I'm not sure that God particularly liked the Awaygame Festival on Eigg. The Awaygame is worth incurring the wrath of God. It was worth it because Eigg is beautiful. Stunningly beautiful. Even in the rain. It's the sort of beautiful that makes you think you that it's not real. Like you're on a film set.

I'm not sure that God particularly liked the Awaygame Festival on Eigg.

Firstly there was torrential rain that caused a landslide that caused a train to derail on the main line between Glasgow and the ferry to Eigg. Only a week before the festival started the Scotrail man refused to sell me a ticket because he couldn't guarantee that I'd get where I wanted to be.

Then there was the truly biblical rain and wind on the Sunday. I'm not sure that I have ever been so wet and so cold in my life.

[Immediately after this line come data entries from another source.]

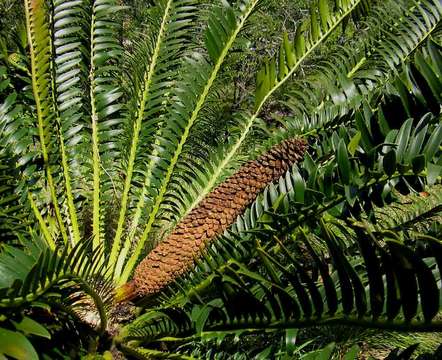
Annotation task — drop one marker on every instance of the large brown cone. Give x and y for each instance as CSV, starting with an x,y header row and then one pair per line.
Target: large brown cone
x,y
212,217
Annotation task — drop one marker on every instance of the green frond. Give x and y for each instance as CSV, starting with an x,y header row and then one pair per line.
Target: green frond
x,y
40,53
104,106
153,91
269,79
190,96
68,24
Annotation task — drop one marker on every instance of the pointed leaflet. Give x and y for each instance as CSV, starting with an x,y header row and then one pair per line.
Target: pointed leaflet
x,y
169,43
192,94
286,66
40,53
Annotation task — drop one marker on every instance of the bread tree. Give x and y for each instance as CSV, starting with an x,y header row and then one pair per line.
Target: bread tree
x,y
112,191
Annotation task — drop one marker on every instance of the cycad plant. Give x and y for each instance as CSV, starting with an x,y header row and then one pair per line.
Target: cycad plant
x,y
112,191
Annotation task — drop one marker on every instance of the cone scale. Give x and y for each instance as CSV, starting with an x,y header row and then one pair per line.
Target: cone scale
x,y
213,215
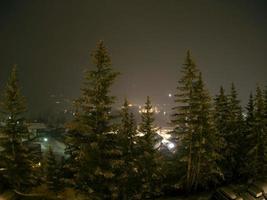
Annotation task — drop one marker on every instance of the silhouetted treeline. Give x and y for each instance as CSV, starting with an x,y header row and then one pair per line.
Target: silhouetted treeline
x,y
216,140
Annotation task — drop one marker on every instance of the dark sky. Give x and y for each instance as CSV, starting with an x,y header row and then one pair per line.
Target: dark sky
x,y
51,41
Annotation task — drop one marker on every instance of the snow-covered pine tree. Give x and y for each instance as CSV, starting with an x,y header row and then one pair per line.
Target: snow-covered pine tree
x,y
52,172
205,170
97,159
127,135
16,155
195,130
258,140
221,114
149,159
234,137
246,170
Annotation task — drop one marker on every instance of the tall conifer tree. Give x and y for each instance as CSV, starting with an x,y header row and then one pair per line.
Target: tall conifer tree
x,y
198,153
92,128
16,155
52,172
149,159
183,117
127,134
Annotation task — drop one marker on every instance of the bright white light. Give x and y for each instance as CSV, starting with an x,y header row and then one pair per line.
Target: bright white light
x,y
170,145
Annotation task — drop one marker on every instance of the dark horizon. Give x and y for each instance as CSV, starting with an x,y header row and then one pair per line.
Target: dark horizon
x,y
51,43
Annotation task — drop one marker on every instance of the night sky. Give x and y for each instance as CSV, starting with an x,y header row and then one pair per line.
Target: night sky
x,y
51,41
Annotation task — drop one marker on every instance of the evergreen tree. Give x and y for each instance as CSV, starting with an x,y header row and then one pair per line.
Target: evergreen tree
x,y
52,172
249,137
234,137
127,134
257,152
205,170
16,155
97,159
183,117
149,159
193,128
221,114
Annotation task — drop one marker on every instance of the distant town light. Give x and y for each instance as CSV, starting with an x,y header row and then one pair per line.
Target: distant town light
x,y
171,145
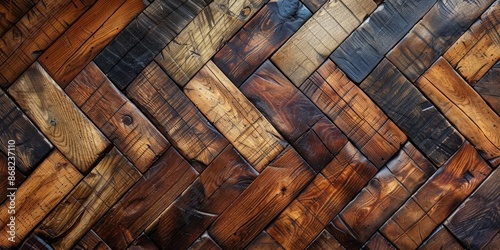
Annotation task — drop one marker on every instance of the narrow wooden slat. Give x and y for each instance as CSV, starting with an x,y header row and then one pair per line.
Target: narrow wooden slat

The Awaygame is worth incurring the wrath of God. It was worth it because Eigg is beautiful. Stunningly beautiful. Even in the rain. It's the sort of beautiful that makes you think you that it's not real. Like you're on a film set.

It's also the most amazing place to have a gig.

Eigg is the home of Johnny Lynch, the Fence Collective's Pictish Trail and the Awaygame is his festival.

This is the second time that the Awaygame has happened on Eigg and it was a weekend of profound, emotional moments. Whilst watching the rather brilliant Babe on the Saturday night I looked round and sort of realised that everyone was feeling the same thing. This was one of those moments where the crowd and the musicians are completely together. Everyone in the room is feeling that happiness that comes from being in a room full of people who all feel the same way about music.

And those profound emotional moments kept coming. It happened again for Super Furry Animals frontman Gruff Rhys, and again when Kid Canveral's 4am set finished just as the sun rose. For Scott Rudd, Three Blind Wolves, the Twilight Sad's acoustic set, the impromptu ceilidh of Kan, It was there when King Creosote, Pictish Trail, Rozi Plain, Jon Hopkins, Kathryn Sawers, Euros Child, Django Django and with the many others took to the stage .

You had an audience in love with the music and a collection of musicians all enjoying themselves immensely. It's only when you see it happen that you realise how rare that actually is.

But maybe that's the secret of Awaygame and the secret of Fence and possibly even the future of music.

You make something small and niche and fill it full of heart. This isn't a festival or an event that needs to attract as many punters as it can. Nor is it a festival that musicians play in the hope of being noticed or getting their big break. It's a festival people do for love.

At the end of the weekend people had missed boats, or given them a miss because of the truly biblical water, some people had seen their tent destroyed in the night, and yet everyone I saw left with a smile on their face.